Warm and dry weather in the Qinghai-Tibet Plateau in recent years has lowered the inflow of water to the Yellow River.
The water inflow in the upper reaches of the Yellow River, the country's second longest, has continuously shrunk since the 1990s due to dry and warm weather caused by global warming, meteorologists with Qinghai Meteorological Bureau said.
The bureau's statistics show average runoff reached 375 cubic metres per second in 2002, only 58 percent of the average volume in past decades, reported China Daily on Tuesday.
Rainfall, which provides the main inflow of water into the river's upper reaches, has seen sharp reductions in recent years.
At the same time, evaporation in rivers across the country is expected to increase by 15 percent, said Ding Yihui, an expert from China Meteorological Administration.
Ding said global warming could reduce crop outputs across the country by 5 to 10 percent in 2030, Xinhua said.
Overuse of energy and excessive discharge of greenhouse gases such as carbon dioxide are both main causes of global warming.
Water shortages in the Yellow River have already cut down on crop outputs along the river basin's grain production provinces such as Henan and Shandong.
Since 1998, Qinghai has started campaigns to increase rainfall in upstream areas of the Yellow River.
Besides declines in the water level, the Yellow River is faced with many other challenges including shrinking watercourses in the lower reaches and higher levels of silt, water experts said at a meeting on Yellow River control and management over the weekend in Zhengzhou, capital of Central China's Henan Province.
Sediment on the river bed in Shandong and Henan provinces has filled up many watercourses, threatening people's safety, said Chen Lei, vice-minister of water resources.
More than 1.8 million people live in the flood plains in Henan and Shandong provinces along the lower reaches.
The river's principal problem has always been the silt deposits caused by exceptionally high levels of sediment.
The river now carries some 1.6 billion tons of silt annually with a quarter of this deposited on the river bed downstream, water experts said.
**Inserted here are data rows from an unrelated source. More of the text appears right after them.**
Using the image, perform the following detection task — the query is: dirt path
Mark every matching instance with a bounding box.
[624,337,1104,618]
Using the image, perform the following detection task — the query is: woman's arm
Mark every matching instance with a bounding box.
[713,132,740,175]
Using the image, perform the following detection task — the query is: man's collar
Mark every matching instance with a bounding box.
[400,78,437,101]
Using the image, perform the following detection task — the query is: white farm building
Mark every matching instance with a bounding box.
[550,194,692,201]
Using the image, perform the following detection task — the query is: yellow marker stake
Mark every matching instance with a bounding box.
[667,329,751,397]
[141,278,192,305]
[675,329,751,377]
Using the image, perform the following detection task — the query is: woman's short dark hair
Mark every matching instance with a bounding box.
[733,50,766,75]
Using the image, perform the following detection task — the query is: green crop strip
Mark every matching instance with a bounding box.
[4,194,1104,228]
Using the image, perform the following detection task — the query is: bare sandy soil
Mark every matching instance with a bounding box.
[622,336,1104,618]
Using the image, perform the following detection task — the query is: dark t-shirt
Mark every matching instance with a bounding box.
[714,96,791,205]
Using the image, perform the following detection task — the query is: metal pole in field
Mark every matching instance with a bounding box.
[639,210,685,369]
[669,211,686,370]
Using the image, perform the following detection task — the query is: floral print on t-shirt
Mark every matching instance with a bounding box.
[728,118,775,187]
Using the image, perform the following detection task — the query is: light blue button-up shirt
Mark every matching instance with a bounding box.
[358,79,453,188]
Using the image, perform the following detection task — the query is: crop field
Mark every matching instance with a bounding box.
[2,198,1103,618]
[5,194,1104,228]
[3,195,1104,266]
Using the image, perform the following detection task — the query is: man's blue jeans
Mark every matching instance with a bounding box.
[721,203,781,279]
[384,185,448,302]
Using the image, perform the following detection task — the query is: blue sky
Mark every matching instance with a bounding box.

The river bed in the lower reaches was up to 10 meters higher than the surrounding fields in the Henan and Shandong sections, leading to the Yellow River being described as a "hanging river."
Worst of all, a substantial amount of sediment left behind has contributed to the silting of the river course. This has significantly raised the river bed and built up another "hanging river" between its trunk stream and the flood plains bordering it.
Once a notorious troublemaker, the Yellow River used to regularly burst it banks and change its course every century or so.
The 5,464-kilometre-long Yellow River originates on the Qinghai-Tibet Plateau, winds its way through eight provinces and autonomous regions, and empties into the Bohai Sea.